My understanding is that in this case, the controller should report a babble error, and things should fail gracefully. We’ve examined the host controller (third party) event rings and we never see a babble error happen.

What responsibilities does a function driver have for handling this case? When this happens, the data retrieval request completion routine fires and the status code that comes back is C0000001, which is a generic failure. I would have thought that it would be the host controller driver’s responsibility to account for the babble error and keep things running smoothly.

Is there something we can do in the function driver to keep this bad state from happening?

xxxxx@gmail.com wrote:

We have a USB3 device that does asynchronous IO.
We provide different sized buffers in sequence (sizeA-sizeB-sizeC-sizeA-sizeB-sizeC-sizeA-sizeB-sizeC, etc).

Occasionally things get de-synchronized on the device, and an attempt is made to send a larger amount of data than the size of the buffer provided. When this happens, ever single time, the data transfer fails and never works again unless the device is power cycled.

That’s possible. Depending on where the babble occurs, it can cause the
hub to lose track of the end of the frame, and the hub will shut down
the port.

What responsibilities does a function driver have for handling this case? When this happens, the data retrieval request completion routine fires and the status code that comes back is C0000001, which is a generic failure. I would have thought that it would be the host controller driver’s responsibility to account for the babble error and keep things running smoothly.

Is there something we can do in the function driver to keep this bad state from happening?

Absolutely, there is.

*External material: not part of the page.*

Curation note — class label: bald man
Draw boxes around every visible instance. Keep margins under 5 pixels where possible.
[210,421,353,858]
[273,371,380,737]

When you make a read request, ALWAYS make your
buffer an even multiple of the maximum packet size. Always. If you are
expecting 319 bytes, don’t ask for 319 bytes. Ask for 512 bytes. When
the device sends a packet less than the maximum size, the transfer is
completed.


Tim Roberts, xxxxx@probo.com
Providenza & Boekelheide, Inc.

Tim Roberts wrote:

Absolutely, there is. When you make a read request, ALWAYS make your
buffer an even multiple of the maximum packet size. Always. If you are
expecting 319 bytes, don’t ask for 319 bytes. Ask for 512 bytes. When
the device sends a packet less than the maximum size, the transfer is
completed.

Whoops, you said USB 3, so a bulk packet would be 1024 bytes, not 512.


Tim Roberts, xxxxx@probo.com
Providenza & Boekelheide, Inc.

Hi Tim,

Thank you for your advice. We will certainly look into this.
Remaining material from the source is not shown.